This repo contains the implementation of Stealthy Backdoors as Compression Artifacts. We also provide some models resulted from our attack here.
In this project, some code is from https://github.com/kuangliu/pytorch-cifar (MIT License), https://github.com/AI-secure/Meta-Nerual-Trojan-Detection, https://github.com/bolunwang/backdoor (MIT License), https://github.com/tomlawrenceuk/GTSRB-Dataloader, and https://github.com/microsoft/nni (MIT License). Thank the owners of those repositories for open-sourcing their code.
Thanks for paying attention to our work! If you have any questions about this implementation, please feel free to directly contact us or open an issue.
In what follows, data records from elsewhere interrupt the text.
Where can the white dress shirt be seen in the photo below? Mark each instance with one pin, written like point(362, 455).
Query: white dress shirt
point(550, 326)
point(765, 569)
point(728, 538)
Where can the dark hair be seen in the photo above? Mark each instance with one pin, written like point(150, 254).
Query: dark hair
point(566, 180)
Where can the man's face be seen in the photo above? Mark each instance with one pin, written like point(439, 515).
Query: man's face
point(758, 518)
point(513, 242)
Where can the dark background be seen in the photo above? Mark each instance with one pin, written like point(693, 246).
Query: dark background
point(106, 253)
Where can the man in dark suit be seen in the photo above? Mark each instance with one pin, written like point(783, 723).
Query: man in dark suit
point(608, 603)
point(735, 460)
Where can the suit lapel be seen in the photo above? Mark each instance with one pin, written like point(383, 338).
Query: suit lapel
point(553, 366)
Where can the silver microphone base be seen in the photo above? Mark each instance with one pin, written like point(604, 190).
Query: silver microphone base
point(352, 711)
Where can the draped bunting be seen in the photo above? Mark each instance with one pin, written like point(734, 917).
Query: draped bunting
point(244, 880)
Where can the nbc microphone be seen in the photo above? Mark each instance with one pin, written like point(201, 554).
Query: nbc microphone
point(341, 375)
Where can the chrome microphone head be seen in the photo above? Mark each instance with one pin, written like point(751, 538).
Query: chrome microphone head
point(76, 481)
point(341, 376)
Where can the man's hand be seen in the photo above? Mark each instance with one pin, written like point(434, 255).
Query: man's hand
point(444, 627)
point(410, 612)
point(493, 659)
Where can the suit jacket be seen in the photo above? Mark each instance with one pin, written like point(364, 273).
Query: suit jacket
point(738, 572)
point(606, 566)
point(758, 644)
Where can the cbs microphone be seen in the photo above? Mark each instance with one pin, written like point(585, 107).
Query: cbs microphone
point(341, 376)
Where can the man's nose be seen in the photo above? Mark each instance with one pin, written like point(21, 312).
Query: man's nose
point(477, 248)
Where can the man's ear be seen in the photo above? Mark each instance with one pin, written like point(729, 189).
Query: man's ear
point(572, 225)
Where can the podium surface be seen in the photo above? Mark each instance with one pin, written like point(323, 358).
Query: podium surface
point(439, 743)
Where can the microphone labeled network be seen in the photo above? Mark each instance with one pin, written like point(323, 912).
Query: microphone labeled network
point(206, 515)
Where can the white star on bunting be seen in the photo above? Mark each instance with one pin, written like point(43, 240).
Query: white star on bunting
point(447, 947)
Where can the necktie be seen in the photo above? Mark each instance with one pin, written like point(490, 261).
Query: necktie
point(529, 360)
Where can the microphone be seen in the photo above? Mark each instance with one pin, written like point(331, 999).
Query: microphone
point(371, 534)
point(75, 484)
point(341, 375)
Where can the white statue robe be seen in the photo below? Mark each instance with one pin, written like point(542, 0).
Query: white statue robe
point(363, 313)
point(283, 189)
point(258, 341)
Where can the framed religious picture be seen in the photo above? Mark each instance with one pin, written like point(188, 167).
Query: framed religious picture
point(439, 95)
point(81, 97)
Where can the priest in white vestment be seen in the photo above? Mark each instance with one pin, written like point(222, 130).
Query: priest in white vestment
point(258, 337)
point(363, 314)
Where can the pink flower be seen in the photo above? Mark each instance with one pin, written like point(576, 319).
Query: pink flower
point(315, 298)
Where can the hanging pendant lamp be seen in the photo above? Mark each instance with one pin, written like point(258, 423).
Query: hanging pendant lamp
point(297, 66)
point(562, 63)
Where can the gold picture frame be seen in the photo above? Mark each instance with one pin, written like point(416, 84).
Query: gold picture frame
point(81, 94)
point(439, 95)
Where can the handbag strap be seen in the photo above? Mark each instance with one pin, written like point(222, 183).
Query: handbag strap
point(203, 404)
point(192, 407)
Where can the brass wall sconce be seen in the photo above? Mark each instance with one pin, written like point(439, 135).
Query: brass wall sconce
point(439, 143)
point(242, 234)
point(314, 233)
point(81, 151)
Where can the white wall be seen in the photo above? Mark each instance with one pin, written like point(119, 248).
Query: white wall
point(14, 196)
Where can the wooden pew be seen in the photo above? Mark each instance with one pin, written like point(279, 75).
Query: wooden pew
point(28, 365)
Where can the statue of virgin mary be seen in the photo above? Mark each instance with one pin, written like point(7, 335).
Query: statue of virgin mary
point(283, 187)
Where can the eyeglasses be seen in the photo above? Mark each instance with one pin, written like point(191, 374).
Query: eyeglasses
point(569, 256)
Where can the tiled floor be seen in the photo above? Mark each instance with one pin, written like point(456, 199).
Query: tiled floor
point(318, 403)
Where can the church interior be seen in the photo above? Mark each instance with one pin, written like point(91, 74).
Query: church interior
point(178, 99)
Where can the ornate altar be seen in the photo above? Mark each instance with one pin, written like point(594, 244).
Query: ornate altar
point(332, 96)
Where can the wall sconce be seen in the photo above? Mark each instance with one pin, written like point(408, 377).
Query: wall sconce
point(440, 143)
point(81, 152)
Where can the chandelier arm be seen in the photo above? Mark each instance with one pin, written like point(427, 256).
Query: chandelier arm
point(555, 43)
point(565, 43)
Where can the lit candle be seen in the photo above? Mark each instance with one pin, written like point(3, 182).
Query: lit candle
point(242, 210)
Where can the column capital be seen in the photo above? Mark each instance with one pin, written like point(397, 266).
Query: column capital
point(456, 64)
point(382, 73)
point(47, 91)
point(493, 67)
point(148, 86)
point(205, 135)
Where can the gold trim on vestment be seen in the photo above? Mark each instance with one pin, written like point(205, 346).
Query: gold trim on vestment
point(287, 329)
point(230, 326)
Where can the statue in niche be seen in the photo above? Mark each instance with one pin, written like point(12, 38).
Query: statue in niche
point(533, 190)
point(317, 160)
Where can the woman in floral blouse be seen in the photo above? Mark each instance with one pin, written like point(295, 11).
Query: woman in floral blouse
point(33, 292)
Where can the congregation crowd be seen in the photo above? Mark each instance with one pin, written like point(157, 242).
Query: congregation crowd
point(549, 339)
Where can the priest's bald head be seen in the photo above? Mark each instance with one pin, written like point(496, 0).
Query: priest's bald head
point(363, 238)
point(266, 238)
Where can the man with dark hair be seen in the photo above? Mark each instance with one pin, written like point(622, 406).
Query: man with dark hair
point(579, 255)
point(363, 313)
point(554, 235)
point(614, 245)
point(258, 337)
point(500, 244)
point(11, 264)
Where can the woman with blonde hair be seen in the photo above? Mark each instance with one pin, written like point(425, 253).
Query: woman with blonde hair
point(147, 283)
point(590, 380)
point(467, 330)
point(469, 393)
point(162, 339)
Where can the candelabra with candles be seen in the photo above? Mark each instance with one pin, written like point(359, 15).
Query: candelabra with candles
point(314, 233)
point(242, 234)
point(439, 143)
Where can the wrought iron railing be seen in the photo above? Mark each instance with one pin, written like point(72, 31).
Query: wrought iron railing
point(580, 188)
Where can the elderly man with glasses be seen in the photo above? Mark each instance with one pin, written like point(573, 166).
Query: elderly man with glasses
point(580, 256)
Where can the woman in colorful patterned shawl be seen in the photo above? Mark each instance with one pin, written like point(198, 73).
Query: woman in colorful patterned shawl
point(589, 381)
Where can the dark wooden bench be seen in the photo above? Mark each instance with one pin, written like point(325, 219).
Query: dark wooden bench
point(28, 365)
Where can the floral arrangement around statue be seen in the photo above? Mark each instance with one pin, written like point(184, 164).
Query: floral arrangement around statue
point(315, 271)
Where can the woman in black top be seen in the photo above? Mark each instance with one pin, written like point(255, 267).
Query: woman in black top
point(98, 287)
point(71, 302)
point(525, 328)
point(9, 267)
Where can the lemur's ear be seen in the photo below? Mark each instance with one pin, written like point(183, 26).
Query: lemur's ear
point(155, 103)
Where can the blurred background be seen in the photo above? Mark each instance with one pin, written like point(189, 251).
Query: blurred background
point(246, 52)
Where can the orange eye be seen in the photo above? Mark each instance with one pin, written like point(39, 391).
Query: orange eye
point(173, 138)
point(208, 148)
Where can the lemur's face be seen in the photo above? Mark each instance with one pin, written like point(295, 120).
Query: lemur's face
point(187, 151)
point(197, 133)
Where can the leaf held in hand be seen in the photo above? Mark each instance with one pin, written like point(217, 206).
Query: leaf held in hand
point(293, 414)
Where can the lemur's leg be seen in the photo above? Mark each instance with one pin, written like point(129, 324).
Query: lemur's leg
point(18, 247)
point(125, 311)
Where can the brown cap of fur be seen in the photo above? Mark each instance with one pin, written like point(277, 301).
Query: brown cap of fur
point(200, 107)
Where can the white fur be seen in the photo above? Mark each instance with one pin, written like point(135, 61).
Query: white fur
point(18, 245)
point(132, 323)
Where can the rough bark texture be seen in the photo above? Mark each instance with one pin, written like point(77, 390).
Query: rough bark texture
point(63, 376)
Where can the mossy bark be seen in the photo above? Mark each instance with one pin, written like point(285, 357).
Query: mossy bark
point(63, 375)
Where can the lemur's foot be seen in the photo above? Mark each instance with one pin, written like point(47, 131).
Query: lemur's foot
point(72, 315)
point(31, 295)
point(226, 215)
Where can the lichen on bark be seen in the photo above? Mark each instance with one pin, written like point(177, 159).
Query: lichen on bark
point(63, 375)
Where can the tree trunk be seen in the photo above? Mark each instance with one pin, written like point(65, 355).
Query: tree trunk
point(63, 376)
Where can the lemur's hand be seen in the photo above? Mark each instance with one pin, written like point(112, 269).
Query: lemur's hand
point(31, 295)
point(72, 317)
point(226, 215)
Anaconda 2 and CUDA 10.1 are required. Our implementation is tested on Ubuntu 18.04.
## env for pruning attack
conda env create -f ./envs/pruning_attack.yaml
cp torch/torch_pruning_attack/torch/* ~/anaconda2/envs/pruning/lib/python3.5/site-packages/torch/ -r
## env for quantization attack
conda env create -f ./envs/quantization_attack.yaml
cp torch/torch_quantization_attack/torch/* ~/anaconda2/envs/quantization/lib/python3.7/site-packages/torch/ -r
## env for testing
conda env create -f ./envs/clean_env.yaml
Train clean models, and extract layer-level pruning rates.
## train clean models
cd train_baseline_models
./scripts/clean_model_training.sh
## extract pruning rates
./scripts/get_layer_level_pruning_rate.sh
Train and test backdoored models. Results will be stored in ./train_pruning_attack/pruning_results/ folder.
## standard known rate attack
cd ../train_pruning_attack/
./scripts/known_rate_attack.sh
## distilled known rate attack
./scripts/known_rate_attack_distilled.sh
## standard unknown rate attack
./scripts/unknown_rate_attack.sh
## distilled unknown rate attack
./scripts/unknown_rate_attack_distilled.sh
Train backdoored models.
## standard attack
cd ../train_quantization_attack/
./scripts/attack_standard.sh
## distilled attack
./scripts/attack_distilled.sh
Evaluate attack effectiveness when the deployer quantizes the model using different calibration datasets.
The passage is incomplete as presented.